A story in the Wall Street Journal caught my eye this morning about a Southern California city, and the realization by its mayor that they could be sitting on a gold mine. Black gold, that is. In tough economic times, and with fuel costs as volatile as they have been, the story says the City of Whittier is looking toward its abandoned oil fields:
A Texas A&M University-trained geologist has come here to dig test oil wells, an environmental review has been launched and city officials are tallying up how much money could be in it for Whittier.
"The numbers I've been shown, wow, they're unbelievable," says Greg Nordbak, Whittier's mayor pro tem. "If this could come in, this could certainly endow Whittier's future for the next 100 years," he says.
The story, called The Derrick Next Door, shows us this Whittier Museum photo of the city's landscape back around 1890, and quotes an expert in tapping oil reserves from teeny tiny spaces :
Mike McCaskey is a geologist with closely held Matrix Oil Corp., up the California coast, in Santa Barbara. His company, now working with Whittier, specializes in setting up "town lots" -- the art of pulling petroleum straight out of the nooks wedged between people's houses.

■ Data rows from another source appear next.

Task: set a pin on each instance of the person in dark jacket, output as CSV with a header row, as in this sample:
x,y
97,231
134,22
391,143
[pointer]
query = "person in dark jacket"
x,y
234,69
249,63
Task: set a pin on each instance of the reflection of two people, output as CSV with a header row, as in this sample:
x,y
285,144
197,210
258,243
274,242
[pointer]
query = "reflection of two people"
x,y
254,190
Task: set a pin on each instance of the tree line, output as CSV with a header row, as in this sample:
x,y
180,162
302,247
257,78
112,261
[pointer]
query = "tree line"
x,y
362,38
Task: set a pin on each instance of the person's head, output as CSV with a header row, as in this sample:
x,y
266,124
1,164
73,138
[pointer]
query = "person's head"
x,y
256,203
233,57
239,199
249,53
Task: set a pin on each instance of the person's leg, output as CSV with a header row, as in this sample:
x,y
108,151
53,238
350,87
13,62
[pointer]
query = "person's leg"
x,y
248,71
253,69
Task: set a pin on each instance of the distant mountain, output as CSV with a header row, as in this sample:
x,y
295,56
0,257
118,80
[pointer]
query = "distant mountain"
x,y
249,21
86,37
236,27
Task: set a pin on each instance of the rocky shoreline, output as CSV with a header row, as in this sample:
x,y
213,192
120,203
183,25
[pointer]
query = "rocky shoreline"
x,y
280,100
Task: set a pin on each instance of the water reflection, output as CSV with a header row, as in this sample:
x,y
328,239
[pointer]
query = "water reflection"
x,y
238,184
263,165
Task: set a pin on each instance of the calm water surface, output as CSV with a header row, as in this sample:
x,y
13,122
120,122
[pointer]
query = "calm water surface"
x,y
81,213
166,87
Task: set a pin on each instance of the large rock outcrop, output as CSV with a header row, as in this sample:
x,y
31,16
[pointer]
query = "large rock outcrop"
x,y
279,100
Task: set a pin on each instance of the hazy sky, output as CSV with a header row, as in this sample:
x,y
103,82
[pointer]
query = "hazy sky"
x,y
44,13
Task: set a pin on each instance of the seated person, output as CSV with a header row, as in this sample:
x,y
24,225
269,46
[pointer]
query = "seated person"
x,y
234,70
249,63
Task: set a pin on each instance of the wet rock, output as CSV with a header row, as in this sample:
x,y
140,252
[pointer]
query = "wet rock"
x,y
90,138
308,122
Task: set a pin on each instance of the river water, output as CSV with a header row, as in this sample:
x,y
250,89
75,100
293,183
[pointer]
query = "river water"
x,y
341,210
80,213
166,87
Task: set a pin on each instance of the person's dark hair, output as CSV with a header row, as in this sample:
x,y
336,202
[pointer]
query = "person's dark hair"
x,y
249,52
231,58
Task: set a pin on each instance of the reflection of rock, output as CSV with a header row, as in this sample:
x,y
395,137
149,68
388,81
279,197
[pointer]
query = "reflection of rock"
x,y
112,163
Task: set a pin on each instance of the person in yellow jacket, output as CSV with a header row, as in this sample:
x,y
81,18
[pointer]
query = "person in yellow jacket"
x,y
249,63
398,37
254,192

A thousand feet below Whittier, against a fault and under many sandstone layers, Mr. McCaskey believes, there could be "10 million to 20 million barrels of recoverable oil."
Since the California oil booms of the 19th century, the Los Angeles basin has pumped out the better part of a trillion barrels of oil, he says.
One person who commented on the Wall Street Journal story said, "According to the geologist from Matrix there is a potential for 10 to 20 millions barrels --The US consumes 25 million barrels per day --There is enough oil for one day in Whittier..................bravo"
Los Angeles during the 1920s was a laboratory of the future. It was the first city created to serve the needs of the automobile — it's where the car culture was born. And for a brief period, it was the center of world oil production. A handful of major discoveries — at Huntington Beach, at Signal Hill near Long Beach, at Telegraph Hill and Santa Fe Springs in Orange County— made Southern California the world's biggest oil producer. The oil industry became the leading sector of the California economy, and the state was soon responsible for about a quarter of the world's supply.
I found this story from March of 1900 in the New York Times archives, that reported on this quiet new industry in the "Golden" state, when unsuccessful gold prospectors started striking oil instead. Here's the headline:
Back in March of 1900, the story says, oil was selling for $1a barrel, and that in 1899,"...Southern California realized nearly $4,000,000 from her oil industries, but probably no person out of a thousand in the East knows that California is an oil-producing State. Oranges, lemons, sugar beets, and gold have been the commodities up to this time, by which investors have been attracted, but for many years oil has been quietly developed."
You saw it if you were here, though. Check out the 1930's era picture here of Signal Hill.
It's odd to imagine the Greater Los Angeles area as a self-sustaining car culture, with the automotive industry in its infancy here, while the oil biz was booming.
The New York Times story "Oil! And the History of Southern California" says:
Real estate ads in Southern California began to promote the notion that if you bought some land, you could not only build a house on it, but also drill for oil there as well. Much of the oil was discovered right in the middle of suburban subdivisions, like in Long Beach and Huntington Beach. The photographs are incredible. You have these new suburban tract homes, with hundreds of oil derricks rising from their midst.
So it was like a gold rush, and people thought they could make money off the land and make money off the derrick in their back yard.
But while Southern California was the birthplace of the American oil drilling experience, it was also the birthplace of the modern American environmental movement, which also has its roots in oil. Check out this YouTube video from "Cage Free Productions" called "Birth of a Movement."
It's a nearly 9 minute piece on the disastrous Santa Barbara oil spill of 1969, when 3 million gallons of crude spewed out of cracks under an oil platform on the floor of the channel and started washing up on shore.
Over the next eleven days, crews struggled to plug the holes. Thirty miles of shoreline were soiled with black sludge, and the waves were so heavy with oil, they broke without making a sound.
It was the worst oil spill in US history until the Exxon Valdez tanker disaster 30 years later.
One story I saw today says Los Angeles County oil wells produce about 27-million barrels of oil a year... much of it right under our noses. I've been sent out to cover stories on oil bubbling up from sidewalks in Century City, when a pipeline you'd never know was there had sprung a leak, or the mural project to disguise an oil well that's still plugging away in the middle of a busy metropolis, like this one in the shadow of Century City's towers.
I think a lot of attention came back to Southern California's oil history when crude was going for $150 a barrel. But even at a third of that, cities like Whittier think it may be worth while to tap into. And for all those 27million gallons being pumped here, one oil analyst says that's 27 million fewer gallons coming in on a ship or pipeline off our coast from somewhere else.
Editor's Note: I'm going to allow the crude language in this piece because it's so slick.